Fox Sports 1 host Jason Whitlock believes the anthem protests of women’s soccer star Megan Rapinoe are more “authentic” than those of anthem-kneeling former NFL QB Colin Kaepernick.
“I’d like to give U.S. soccer star and national anthem protestor and high profile Trump-troll Megan Rapinoe some advice – you go girl,” Whitlock said on his FS1 show. “Keep doing you. It’s authentic and I believe it’s empowering you to become the most dominating and fascinating and influential American women’s athlete since (tennis star) Serena Williams was in her prime.”
— Speak For Yourself (@SFY) July 1, 2019
Rapinoe, currently participating in the Women’s World Cup, has refused to sing the anthem or put her hand over her heart while it’s played, due to her dislike of United States President Donald J. Trump.

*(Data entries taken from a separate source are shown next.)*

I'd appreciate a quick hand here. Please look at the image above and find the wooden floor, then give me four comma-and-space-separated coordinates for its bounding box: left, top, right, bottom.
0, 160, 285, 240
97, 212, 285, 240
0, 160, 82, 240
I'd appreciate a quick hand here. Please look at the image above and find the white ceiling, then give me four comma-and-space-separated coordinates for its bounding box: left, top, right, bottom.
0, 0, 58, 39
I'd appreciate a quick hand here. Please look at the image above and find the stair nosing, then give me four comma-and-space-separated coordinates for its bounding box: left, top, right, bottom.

Whitlock was a harsh critic of Kaepernick when he kneeled during the national anthem in the 2016 season as a member of the San Francisco 49ers. Kaepernick said, “I am not going to stand up to show pride in a flag for a country that oppresses black people and people of color.”

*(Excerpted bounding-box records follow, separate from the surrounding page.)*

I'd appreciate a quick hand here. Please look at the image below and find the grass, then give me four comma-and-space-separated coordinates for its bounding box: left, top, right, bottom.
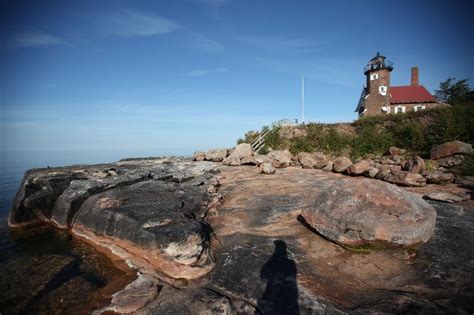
238, 104, 474, 162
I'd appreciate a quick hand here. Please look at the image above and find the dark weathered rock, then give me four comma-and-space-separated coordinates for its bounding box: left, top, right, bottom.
8, 168, 86, 227
333, 157, 352, 173
430, 141, 473, 160
73, 175, 212, 278
11, 159, 220, 278
104, 275, 159, 314
425, 171, 454, 185
302, 179, 436, 246
8, 159, 474, 314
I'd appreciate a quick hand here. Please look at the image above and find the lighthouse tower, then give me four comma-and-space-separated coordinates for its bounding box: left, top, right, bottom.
358, 53, 393, 116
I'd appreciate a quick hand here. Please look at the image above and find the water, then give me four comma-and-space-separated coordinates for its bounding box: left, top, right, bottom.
0, 151, 146, 314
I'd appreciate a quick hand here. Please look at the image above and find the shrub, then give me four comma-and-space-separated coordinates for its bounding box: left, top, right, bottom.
352, 125, 394, 158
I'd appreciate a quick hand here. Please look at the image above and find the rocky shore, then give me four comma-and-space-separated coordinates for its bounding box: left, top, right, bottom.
8, 145, 474, 314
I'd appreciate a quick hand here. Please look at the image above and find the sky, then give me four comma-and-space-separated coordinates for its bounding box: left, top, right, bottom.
0, 0, 474, 159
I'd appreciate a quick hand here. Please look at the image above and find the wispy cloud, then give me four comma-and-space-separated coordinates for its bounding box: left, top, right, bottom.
105, 10, 181, 36
7, 31, 67, 48
198, 0, 230, 8
254, 57, 363, 87
239, 36, 324, 52
186, 68, 229, 77
191, 36, 224, 51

So what gives? Why was Whitlock a critic of Kaepernick for protesting during the anthem, but not not Rapinoe?
“I’m sure some of you are shocked – how can the same guy who bashed Colin Kaepernick for kneeling during the national anthem, support Rapinoe? It’s actually quite easy,” Whitlock surmised. “The difference between ‘Kaep’ and ‘Rap’ is believability and authenticity. ‘Kaep’ converted to revolutionary when his career flamed out. Took a seat during the national anthem in the aftermath of the 49ers telling him to take a seat behind (quarterback) Blaine Gabbert. Before being benched, ‘Kaep’ didn’t know the difference between (activist) Angela Davis and (actress) Angela Lansbury.”

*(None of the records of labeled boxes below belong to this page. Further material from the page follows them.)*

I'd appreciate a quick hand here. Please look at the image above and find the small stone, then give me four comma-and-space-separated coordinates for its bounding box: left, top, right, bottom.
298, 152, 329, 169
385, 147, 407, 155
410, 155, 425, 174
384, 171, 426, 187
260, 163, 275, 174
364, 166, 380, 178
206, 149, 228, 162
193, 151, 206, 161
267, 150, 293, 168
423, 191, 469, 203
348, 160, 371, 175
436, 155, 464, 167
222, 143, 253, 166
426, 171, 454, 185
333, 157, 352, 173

Whitlock feels “career failure and a steady diet of (activist) Shaun King’s tweets transformed ‘Kaep.'”
Whitlock believes Rapinoe’s protests are more “organic” than Kaepernick’s.
“Rapinoe wasn’t transformed, she was inspired by Kaepernick,” Whitlock said. “There is a world of difference between inspiration and transformation – one is organic; the other is socially engineered.”
Whitlock thinks that Rapinoe has more credibility in her protests since she’s a dominating player, while Kaepernick was a declining player during his protestations.
“Rapinoe is at the top of her sport,” Whitlock said. “She is in the discussion for the best player in the world right now. She is beloved by her teammates. She was smart enough and pragmatic enough to figure out she could make her political point without disrespecting the national anthem. When U.S. soccer dictated she stand for the anthem, she didn’t nail herself nail herself on a Twitter cross, she stood and silently protested by refusing to sing and place her hand over her heart. Most importantly, she elevated her play to the next level. It’s impossible to ignore her complaints because she’s the best player in the World Cup.”
So Whitlock feels every time Rapinoe succeeds on the field it brings attention to her cause.
“Every time she scores, we are subconsciously reminded that she opposes our President and believes he’s unfit to serve,” Whitlock said.
Rapinoe said if the United States wins the Women’s World Cup she will not visit the White House.
“I am not going to fake it, hobnob with the president, who is clearly against so many of the things that I am [for] and so many of the things that I actually am,” Rapinoe told Sports Illustrated. “I have no interest in extending our platform to him.”
If they win the World Cup, Rapinoe announced she will visit with Congresswoman Alexandria Ocasio-Cortez in Washington instead of Trump.
It’s unclear which of the President’s policies Rapinoe is against.
“Rapinoe chose to be a force for change,” Whitlock said. “It doesn’t matter if I agree or disagree with her complaints. What matters is, I can’t reject them as a phony whine intended to distract from professional failure. ‘Rap’ is no ‘Kaep.’ That is why her success and protest don’t bother me.”